Sixty-eighth General Assembly

Fifth Committee

39th Meeting (AM)


Taking up Budgets for Middle East Peacekeeping Missions, Fifth Committee

 

Considers Proposals to Boost Service Delivery Efficiency, Troop Strength

 


The Fifth Committee (Administrative and Budgetary) met today to discuss the 2012/13 budget performance and the 2014/15 proposed budget for the United Nations Disengagement Observer Force (UNDOF) and the United Nations Interim Force in Lebanon (UNIFIL).


Chandramouli Ramanathan, Officer-in-Charge of the Department of Management’s Office of Programme Planning, Budget and Accounts, introducing the Secretary-General’s reports on UNDOF (documents A/68/596 and A/68/725), said the 2014/15 budget for the mission reflected the deployment of 34 additional military contingent personnel in light of the prevailing security situation.


Introducing the Secretary-General’s reports on UNIFIL (documents A/68/618 and A/68/757), he said that during 2014/15, the mission would continue to deploy and implement additional functionalities of the Umoja enterprise resource planning system.  The UNIFIL budget would entail a net reduction of 80 posts as a result of the comprehensive civilian staffing review.

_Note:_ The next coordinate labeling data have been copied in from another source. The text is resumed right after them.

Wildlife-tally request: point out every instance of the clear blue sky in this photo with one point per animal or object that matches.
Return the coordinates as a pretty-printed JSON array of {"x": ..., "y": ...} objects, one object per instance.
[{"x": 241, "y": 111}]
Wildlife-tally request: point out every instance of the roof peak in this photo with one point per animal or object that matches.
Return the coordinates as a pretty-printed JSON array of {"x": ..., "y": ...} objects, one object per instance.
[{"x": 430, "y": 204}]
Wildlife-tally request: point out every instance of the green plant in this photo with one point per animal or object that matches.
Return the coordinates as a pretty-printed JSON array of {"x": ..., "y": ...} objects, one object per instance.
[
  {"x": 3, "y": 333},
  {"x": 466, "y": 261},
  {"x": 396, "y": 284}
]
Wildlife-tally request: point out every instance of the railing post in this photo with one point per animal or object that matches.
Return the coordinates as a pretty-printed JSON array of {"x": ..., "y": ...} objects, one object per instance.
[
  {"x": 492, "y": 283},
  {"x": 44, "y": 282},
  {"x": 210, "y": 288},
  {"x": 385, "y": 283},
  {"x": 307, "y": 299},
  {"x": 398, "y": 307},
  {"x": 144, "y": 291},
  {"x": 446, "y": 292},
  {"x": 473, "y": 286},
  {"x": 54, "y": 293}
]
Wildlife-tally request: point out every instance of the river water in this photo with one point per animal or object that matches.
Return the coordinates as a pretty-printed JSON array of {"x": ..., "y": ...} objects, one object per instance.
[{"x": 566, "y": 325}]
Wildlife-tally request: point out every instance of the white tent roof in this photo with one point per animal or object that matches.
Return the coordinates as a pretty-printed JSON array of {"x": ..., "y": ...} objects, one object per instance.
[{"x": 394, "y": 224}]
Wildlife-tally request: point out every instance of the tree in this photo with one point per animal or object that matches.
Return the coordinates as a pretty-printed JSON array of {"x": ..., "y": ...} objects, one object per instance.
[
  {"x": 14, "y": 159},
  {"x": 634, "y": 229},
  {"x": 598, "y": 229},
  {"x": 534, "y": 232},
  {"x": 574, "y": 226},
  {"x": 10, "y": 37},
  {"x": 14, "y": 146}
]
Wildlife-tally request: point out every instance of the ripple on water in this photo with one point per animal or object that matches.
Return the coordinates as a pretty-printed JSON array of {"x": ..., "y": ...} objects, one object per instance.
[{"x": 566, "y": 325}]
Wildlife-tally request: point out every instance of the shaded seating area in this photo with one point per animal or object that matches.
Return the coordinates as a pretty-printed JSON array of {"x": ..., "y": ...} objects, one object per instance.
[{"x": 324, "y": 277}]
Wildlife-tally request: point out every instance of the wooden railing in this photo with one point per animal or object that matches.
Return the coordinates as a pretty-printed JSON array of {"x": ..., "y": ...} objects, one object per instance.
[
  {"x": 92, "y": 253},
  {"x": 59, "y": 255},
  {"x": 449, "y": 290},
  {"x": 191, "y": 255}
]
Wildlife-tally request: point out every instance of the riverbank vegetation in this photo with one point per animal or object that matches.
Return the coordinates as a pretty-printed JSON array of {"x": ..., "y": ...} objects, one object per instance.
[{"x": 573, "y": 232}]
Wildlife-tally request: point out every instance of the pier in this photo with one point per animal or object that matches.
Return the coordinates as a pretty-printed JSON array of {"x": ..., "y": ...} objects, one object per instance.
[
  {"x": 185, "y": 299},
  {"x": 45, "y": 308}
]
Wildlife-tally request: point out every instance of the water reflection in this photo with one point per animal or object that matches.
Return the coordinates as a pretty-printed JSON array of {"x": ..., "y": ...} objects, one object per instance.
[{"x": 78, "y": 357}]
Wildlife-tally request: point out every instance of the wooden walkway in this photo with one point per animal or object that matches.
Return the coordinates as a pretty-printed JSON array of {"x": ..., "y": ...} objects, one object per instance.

Carlos Ruiz Massieu, Chair of the Advisory Committee on Administrative and Budgetary Questions (ACABQ), introducing that body’s related reports (documents A/68/782/Add.6 and A/68/782/Add.12), endorsed the Secretary-General’s proposed 2014/15 budget for UNDOF, including the proposed staffing changes and related resources, provided that resources for staff overtime payments were reduced by $22,200.  ACABQ also recommended that the Secretary-General be asked to seek more comprehensive information on reported efficiency gains.


For UNIFIL, ACABQ recommended reducing the proposed budget for 1 July 2014 to 30 June 2015 by $1.74 million, owing to its recommendation that the General Assembly apply a vacancy rate of 8 per cent for international staff for that period, versus the proposed rate of 5 per cent, he said.  The Advisory Committee did not object to the Secretary-General’s 2014/15 staffing proposals; it expected that the proposed new organizational structure for the Mission Support Division would make service delivery more efficient and effective.  He noted that only nine international staff at the P-4 level or above in UNIFIL were Arabic-speaking, and encouraged the mission to continue efforts to recruit more.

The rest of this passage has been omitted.